Von Marie Malchereck

Heiß! Es war so heiß, wie er es noch nie erlebt hatte. Er fühlte, wie sich seine Haut zusammenzog von den Wellen aus brennender Flüssigkeit, die um ihn herum hervorwallten. Mit letzter Kraft schleppte er sich weiter. Er drehte sich zu seinen Kameraden um, doch konnte in den Dunstschwaden nichts mehr erkennen. „Jungs?“, rief er. „Wo seid ihr?“ Nichts als Stille und das bedrohliche Brodeln der kochenden Flüssigkeit unter ihm war zu hören. „Gebt nicht auf, wir schaffen das!“ Damit wollte er mehr sich selbst ermuntern als die anderen, die er schon seit einer Zeit, die sich wie eine brütende Ewigkeit anfühlte, nicht mehr gesehen hatte.

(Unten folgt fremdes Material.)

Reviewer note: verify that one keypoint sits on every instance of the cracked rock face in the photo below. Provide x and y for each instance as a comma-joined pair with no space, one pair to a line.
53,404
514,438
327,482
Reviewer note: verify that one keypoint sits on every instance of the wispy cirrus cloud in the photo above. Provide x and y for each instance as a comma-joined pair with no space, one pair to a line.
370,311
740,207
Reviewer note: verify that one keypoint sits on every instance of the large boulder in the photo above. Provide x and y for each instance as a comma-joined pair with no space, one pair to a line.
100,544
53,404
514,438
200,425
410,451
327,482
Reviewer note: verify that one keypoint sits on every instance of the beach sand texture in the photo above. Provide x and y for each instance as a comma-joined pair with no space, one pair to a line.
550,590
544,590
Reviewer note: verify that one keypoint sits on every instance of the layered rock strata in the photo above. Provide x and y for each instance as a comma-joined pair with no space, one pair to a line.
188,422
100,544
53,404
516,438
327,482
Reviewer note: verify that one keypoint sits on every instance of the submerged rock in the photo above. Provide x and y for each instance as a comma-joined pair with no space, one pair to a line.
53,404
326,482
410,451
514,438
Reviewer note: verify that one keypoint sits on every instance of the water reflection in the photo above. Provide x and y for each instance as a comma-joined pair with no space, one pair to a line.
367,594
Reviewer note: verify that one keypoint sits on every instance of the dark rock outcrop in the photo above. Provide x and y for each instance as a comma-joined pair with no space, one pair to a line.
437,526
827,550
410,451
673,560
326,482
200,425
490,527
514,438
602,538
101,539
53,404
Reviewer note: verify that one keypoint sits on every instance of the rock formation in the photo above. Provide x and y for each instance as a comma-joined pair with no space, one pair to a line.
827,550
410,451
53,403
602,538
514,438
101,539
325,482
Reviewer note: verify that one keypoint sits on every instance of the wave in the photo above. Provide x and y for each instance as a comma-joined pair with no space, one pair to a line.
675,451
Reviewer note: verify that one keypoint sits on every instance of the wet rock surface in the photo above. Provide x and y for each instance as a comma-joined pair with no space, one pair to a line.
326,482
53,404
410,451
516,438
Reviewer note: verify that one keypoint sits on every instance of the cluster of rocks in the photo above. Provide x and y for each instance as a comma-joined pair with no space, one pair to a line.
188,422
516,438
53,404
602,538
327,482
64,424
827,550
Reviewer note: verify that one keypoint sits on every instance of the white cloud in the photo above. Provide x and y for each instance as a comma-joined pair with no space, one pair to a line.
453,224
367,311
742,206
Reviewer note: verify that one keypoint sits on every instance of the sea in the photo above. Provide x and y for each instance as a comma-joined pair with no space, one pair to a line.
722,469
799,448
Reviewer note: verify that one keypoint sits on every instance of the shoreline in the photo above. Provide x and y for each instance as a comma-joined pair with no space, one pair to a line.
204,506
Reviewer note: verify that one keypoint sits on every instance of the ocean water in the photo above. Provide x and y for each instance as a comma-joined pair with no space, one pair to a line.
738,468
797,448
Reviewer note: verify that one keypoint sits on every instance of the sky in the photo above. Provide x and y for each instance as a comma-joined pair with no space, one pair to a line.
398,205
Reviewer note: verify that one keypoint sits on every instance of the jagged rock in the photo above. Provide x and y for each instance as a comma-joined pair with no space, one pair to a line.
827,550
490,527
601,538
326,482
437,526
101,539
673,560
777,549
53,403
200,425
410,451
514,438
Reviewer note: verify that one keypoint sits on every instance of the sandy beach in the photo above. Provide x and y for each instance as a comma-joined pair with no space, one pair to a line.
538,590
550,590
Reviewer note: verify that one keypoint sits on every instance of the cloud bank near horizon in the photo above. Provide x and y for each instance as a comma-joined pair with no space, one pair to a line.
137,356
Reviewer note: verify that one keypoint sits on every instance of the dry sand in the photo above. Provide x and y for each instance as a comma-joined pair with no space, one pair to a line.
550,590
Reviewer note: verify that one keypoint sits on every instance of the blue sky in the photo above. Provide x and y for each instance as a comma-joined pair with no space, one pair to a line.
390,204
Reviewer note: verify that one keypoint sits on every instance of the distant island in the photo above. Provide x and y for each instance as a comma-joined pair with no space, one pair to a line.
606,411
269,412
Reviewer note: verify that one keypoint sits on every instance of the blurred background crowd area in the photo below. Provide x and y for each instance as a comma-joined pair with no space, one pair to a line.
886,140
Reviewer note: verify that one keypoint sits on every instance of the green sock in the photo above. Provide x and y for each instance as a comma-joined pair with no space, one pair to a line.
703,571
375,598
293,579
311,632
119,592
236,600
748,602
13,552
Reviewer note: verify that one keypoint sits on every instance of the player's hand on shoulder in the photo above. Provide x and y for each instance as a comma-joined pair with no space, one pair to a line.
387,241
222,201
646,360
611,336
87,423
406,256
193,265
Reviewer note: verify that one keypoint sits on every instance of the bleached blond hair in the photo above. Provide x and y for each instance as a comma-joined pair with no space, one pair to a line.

Da stieß etwas von oben herab. Ein runder, flacher Schemen zog über ihn hinweg und er versuchte sich zu ducken, um nicht umgestoßen zu werden. Mit einem Platschen schlug das Objekt kurz vor ihm auf die Oberfläche und es schien, als würde es in der Luft hängen bleiben. Dann setzte es sich in Bewegung. „Nein, nein, nein“, murmelte er, als das Ding direkt auf ihn zukam. Vielleicht war er der letzte Überlebende dieses Massakers und wurde nun gejagt, damit niemand Zeugnis von dem Grauen ablegen konnte? Er warf sich zur Seite und riskierte dabei, dass der nachgiebige, heiße Brei unter ihm auf seine Haut spritzte, wo er sich sofort festbrannte. Fluchend schüttelte er sich, aber sank nur noch tiefer in den unsicheren Untergrund. Er wandte den Blick nach unten, um vielleicht ein Stück festen Boden zu erspähen und erstarrte. Da, direkt neben seiner Hand, sah er einen Schemen liegen. „Daniel?“, flüsterte er entgeistert. Er streckte die Hand ein Stück aus aus, aber zögerte, die Silhouette zu berühren. So zerdrückt, wie dieser Umriss aussah, konnte Daniel nur tot sein. Seufzend schloss er einen Moment lang die Augen, um seinem treuen Kameraden zu gedenken.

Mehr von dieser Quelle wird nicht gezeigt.